The Shape of Things originally premiered in London at the Almeida Theatre, starring Rachel Weisz and Paul Rudd, both of whom later appeared in the not-so-good movie version.  It's one of the plays that marked Neil LaBute as a major American playwright and it's being revived now at the Arcola's studio theatre, a basement space much akin to the Trafalgar 2.  It is a very fine production.

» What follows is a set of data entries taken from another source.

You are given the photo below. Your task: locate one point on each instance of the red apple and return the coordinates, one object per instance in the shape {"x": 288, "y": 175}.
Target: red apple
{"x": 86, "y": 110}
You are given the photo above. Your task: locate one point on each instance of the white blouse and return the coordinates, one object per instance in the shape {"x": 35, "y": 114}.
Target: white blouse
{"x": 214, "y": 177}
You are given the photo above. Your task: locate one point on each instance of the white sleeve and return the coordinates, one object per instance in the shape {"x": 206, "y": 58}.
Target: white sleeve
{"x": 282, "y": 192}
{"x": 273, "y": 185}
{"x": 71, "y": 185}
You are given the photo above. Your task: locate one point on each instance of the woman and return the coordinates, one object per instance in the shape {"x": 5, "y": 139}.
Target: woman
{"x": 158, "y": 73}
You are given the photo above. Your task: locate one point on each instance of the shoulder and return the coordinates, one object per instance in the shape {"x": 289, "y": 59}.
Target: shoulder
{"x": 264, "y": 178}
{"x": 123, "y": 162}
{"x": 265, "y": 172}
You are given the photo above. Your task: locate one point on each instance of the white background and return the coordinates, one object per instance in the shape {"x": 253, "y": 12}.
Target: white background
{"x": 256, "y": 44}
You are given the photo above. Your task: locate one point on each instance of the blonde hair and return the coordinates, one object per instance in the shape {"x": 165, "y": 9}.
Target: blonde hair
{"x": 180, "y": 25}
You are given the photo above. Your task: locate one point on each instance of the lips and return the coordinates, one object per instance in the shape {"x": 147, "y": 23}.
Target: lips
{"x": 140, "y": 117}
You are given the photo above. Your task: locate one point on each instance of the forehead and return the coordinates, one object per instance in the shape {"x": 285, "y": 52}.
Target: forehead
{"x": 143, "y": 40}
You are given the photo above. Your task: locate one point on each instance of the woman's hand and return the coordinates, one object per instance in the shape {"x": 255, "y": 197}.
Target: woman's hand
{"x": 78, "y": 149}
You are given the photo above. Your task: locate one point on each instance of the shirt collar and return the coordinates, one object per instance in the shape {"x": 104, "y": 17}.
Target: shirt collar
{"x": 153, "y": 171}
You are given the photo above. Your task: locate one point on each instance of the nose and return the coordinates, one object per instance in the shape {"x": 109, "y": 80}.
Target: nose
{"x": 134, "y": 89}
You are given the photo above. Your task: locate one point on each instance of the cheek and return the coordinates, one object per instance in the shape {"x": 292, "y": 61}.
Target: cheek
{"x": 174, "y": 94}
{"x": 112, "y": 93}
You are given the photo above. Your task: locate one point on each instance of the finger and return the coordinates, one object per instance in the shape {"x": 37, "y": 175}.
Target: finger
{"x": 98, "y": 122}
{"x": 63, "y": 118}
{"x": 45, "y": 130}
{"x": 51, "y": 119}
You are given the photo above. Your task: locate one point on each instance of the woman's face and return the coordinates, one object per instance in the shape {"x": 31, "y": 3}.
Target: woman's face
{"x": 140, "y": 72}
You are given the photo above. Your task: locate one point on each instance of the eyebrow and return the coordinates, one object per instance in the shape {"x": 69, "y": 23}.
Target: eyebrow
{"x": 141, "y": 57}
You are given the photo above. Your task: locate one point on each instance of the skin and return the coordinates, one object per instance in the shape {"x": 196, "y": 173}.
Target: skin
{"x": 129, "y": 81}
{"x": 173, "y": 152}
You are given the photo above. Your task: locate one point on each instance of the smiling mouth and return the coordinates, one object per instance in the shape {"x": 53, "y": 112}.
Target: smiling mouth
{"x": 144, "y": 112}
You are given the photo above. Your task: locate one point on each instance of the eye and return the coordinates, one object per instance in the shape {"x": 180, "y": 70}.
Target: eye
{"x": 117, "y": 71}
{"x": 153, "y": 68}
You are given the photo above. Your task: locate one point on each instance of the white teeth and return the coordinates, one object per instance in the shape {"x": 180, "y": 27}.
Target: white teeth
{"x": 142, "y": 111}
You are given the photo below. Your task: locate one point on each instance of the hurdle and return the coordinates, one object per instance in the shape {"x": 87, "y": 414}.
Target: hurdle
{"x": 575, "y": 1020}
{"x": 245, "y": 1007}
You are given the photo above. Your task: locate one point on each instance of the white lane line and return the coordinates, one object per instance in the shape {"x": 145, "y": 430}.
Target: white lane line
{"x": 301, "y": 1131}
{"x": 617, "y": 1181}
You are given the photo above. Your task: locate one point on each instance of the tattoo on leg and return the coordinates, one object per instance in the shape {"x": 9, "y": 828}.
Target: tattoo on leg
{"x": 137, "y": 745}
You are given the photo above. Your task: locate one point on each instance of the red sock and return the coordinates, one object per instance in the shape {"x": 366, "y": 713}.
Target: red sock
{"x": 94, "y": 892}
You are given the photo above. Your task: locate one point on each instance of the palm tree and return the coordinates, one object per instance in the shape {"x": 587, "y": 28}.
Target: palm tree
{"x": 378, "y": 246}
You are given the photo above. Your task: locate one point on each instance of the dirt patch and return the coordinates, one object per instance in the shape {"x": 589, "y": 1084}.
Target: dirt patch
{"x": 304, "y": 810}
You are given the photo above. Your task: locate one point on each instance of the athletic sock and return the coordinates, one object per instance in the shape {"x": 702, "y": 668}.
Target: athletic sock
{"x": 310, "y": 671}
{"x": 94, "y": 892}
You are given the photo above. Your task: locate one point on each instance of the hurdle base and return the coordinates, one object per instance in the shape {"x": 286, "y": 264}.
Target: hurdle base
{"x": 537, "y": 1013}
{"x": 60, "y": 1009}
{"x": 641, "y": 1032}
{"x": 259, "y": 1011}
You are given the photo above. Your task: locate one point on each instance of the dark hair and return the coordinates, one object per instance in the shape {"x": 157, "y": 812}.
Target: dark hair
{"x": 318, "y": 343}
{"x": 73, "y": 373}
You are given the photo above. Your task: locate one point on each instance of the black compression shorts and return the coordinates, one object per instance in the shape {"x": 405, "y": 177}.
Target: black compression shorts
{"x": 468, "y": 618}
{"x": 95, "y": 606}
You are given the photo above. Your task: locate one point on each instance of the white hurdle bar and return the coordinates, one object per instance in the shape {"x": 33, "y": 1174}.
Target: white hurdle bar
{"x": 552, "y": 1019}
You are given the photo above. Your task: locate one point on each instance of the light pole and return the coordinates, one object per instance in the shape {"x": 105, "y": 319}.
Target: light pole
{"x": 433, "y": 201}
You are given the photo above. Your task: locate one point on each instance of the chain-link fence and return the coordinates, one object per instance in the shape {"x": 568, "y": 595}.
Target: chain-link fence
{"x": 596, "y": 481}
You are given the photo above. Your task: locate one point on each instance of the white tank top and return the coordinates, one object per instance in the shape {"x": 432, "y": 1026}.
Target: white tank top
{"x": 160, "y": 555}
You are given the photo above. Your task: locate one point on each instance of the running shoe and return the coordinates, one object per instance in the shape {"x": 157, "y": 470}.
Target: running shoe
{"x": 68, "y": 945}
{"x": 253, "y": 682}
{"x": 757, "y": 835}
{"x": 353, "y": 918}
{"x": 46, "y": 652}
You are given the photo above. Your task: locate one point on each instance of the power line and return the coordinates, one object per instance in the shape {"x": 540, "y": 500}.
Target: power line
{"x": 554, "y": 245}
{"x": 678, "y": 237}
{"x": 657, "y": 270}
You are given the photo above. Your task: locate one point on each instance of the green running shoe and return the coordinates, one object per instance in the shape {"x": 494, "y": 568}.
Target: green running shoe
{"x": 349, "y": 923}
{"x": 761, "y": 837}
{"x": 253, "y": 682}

It's a cruel piece (no surprise there) which manages to blend Big Ideas about art and love and relationships and all that stuff into a romantic four hander that packs a mighty wallop in a finale you do not see coming. The four actors in this case are all excellent with special kudos to the two leads, Anna Bamberger and Sean McConaghy.  Director Samuel Miller's production is spare but lucid and plays straight through at 90 minutes.

It's a terrific show - playing for one more week - and well worth the journey to Dalston.

The Boys From Syracuse

07 October 2013 - 07:15 AM

The Boys From Syracuse is, of course, Rodgers and Hart's take on A Comedy of Errors - the first Shakespeare work to be adapted for a musical - and it's an appropriately light and silly show that needs considerable expertise to bring to life.  If the Union Theatre's new production doesn't entirely succeed it comes close with lots of energy and lots of laughs.

The little theatre has been set up with more floor space than usual and it's needed for the many dance numbers, some of which - the Act One ballet, e.g. - might have been a little too ambitious.  But there are the classic songs - Falling In Love With Love, This Must Be Love, Sing For Your Supper, etc. - and there's a young eager-to-please cast delivering them with style and the whole thing is infectious and, to me, irresistible. It's one of those shows where you exit the theatre smiling.

Incidentally, the Union has changed its seating policy. It's still general seating but no more huddled, self-regulating queues at the door.  They now issue numbered tickets on a first come first serve basis and admit you to the show in clusters of ten.  We got there a half hour early and were numbers 23 and 24.  Thus, we were in the third group admitted.  We still got front row seats - the place holds 54 for this show.  But get there early.